The exact changes needed depend on your specific devcontainer setup: whether you use a base image or a custom Dockerfile, which user the container runs as, and how your postCreateCommand is currently structured. Rather than a one-size-fits-all script, the most reliable way to configure this is to ask Claude to do it for you.
Prompt to configure your devcontainer for cpe
Copy and paste this into Claude Code (inside your project):
I want to configure my devcontainer to run cpe (Claude Plan Executor) inside the
container. Please make the following changes to my devcontainer configuration:
1. Add a bind mount of `~/.claude` from the host into the container user's home
directory (e.g. /home/vscode/.claude or /root/.claude depending on the user
this container runs as). This gives Claude Code inside the container access to
authentication credentials and hook settings (including RTK if installed on
the host).
2. Add install steps for the following tools if not already present:
- `claude` (Claude Code CLI): npm install -g @anthropic-ai/claude-code
- `cpe`: curl -fsSL https://github.com/richardbenson/claude-plan-executor/releases/latest/download/install.sh | bash
- `gh` (GitHub CLI): use the appropriate method for this container's base OS
- `bubblewrap` and `socat`: apt-get / dnf / pacman as appropriate for the OS
(needed for Claude sandbox isolation on Linux — cpe works without them but
sessions will be unsandboxed)
Install steps should go in `postCreateCommand` or as a `RUN` layer in the
Dockerfile, whichever is more appropriate given the existing setup. Prefer
`postCreateCommand` for user-scoped tools like `cpe` and `claude`.
3. Ensure `~/.local/bin` is on PATH inside the container (cpe installs there).
Please read my devcontainer.json and any referenced Dockerfile before making
changes, and handle the postCreateCommand correctly whether it is currently a
string, an array, or an object.
Standard devcontainers (and most Docker/Podman containers) do not support bubblewrap because bubblewrap requires Linux user namespaces (CLONE_NEWUSER), which Docker disables by default. Without bubblewrap, cpe cannot enable Claude's sandbox — and without the sandbox, Claude Code's autoAllowBashIfSandboxed setting does not apply, so Claude will show interactive permission prompts for every bash tool call.
cpe detects this situation and shows a warning banner in the TUI when it starts inside a container without bubblewrap available.
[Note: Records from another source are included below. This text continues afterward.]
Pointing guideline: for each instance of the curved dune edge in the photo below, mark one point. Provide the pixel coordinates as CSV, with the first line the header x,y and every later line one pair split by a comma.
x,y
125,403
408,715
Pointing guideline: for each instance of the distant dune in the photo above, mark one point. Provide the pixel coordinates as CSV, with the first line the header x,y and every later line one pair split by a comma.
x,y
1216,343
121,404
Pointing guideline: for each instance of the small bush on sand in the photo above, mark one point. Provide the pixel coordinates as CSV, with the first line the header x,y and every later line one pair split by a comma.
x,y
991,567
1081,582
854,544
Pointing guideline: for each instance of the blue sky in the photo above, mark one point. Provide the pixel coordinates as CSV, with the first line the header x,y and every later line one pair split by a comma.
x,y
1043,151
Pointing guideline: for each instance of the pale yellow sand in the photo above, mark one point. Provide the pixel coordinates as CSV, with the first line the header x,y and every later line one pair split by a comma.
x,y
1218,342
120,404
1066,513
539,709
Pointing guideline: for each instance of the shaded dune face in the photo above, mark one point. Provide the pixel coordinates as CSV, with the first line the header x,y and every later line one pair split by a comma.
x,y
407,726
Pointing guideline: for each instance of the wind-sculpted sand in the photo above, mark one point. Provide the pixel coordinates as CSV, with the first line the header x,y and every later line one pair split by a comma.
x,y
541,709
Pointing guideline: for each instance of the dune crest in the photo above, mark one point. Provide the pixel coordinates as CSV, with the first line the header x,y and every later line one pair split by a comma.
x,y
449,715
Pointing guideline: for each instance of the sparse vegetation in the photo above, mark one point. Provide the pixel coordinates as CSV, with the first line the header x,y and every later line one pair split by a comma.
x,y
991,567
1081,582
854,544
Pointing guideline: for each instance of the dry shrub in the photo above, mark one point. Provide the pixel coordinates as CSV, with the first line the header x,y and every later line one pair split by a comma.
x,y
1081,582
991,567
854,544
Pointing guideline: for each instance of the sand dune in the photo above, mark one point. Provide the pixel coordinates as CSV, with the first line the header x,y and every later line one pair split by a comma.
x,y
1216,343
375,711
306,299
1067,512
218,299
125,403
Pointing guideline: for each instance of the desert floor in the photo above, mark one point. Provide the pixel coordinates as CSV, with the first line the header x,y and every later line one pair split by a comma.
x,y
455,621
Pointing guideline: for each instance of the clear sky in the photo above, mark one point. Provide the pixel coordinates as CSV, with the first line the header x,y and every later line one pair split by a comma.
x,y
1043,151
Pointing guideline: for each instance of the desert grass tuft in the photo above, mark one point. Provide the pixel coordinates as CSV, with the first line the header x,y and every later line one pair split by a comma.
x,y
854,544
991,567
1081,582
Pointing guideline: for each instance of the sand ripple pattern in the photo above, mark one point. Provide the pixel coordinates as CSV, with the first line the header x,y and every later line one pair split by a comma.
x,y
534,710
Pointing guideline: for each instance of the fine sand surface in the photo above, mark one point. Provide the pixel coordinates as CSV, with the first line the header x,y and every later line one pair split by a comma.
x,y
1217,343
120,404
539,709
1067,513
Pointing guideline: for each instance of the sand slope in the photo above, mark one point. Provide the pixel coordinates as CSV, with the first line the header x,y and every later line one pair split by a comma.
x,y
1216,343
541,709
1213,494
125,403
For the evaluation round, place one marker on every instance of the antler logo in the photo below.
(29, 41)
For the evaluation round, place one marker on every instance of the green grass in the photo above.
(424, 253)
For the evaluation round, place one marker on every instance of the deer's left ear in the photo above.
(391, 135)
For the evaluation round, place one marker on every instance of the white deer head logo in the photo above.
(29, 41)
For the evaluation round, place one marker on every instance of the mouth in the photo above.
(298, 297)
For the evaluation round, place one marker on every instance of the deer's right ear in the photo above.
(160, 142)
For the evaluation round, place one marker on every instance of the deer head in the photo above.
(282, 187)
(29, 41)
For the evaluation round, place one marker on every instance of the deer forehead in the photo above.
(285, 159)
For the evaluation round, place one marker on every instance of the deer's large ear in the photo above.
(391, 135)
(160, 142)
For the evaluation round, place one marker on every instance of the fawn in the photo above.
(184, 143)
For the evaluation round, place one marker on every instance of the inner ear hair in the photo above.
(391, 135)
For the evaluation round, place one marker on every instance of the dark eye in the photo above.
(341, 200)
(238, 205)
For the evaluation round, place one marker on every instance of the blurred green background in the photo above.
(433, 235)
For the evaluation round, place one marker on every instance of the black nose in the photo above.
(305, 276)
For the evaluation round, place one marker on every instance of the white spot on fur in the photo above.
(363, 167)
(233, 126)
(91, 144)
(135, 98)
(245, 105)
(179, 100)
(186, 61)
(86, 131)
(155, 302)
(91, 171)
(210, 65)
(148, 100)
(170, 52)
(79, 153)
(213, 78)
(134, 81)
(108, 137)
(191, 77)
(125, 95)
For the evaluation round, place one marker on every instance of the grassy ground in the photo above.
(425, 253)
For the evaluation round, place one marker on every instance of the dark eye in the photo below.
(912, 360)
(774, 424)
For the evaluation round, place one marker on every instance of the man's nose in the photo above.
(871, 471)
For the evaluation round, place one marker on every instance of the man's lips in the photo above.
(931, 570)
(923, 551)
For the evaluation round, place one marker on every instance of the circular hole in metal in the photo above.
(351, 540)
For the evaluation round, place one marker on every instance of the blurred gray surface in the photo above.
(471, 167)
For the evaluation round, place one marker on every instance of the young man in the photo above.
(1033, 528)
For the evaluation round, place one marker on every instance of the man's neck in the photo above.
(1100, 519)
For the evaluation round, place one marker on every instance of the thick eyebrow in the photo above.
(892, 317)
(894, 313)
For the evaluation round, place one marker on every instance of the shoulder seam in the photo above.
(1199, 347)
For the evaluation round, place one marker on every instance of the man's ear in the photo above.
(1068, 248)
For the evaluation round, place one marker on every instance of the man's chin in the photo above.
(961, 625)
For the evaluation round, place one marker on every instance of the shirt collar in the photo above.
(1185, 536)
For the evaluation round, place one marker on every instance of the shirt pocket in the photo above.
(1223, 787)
To suppress permission prompts in a container, set dangerously_skip_permissions: true. This passes --dangerously-skip-permissions to every Claude session, bypassing all permission checks. Only use this in environments you trust (your own devcontainer is fine; a shared or ephemeral CI environment is not).
You can set it globally or per-repo:
Global (~/.config/cpe/config.json):
{
"dangerously_skip_permissions": true
}Per-repo (cpe.config.json in your project root):
{
"bootstrap": ["pnpm install"],
"dangerously_skip_permissions": true
}When dangerously_skip_permissions is active, the TUI header shows ⚠ perms skipped and each affected run shows a ! badge in the queue pane.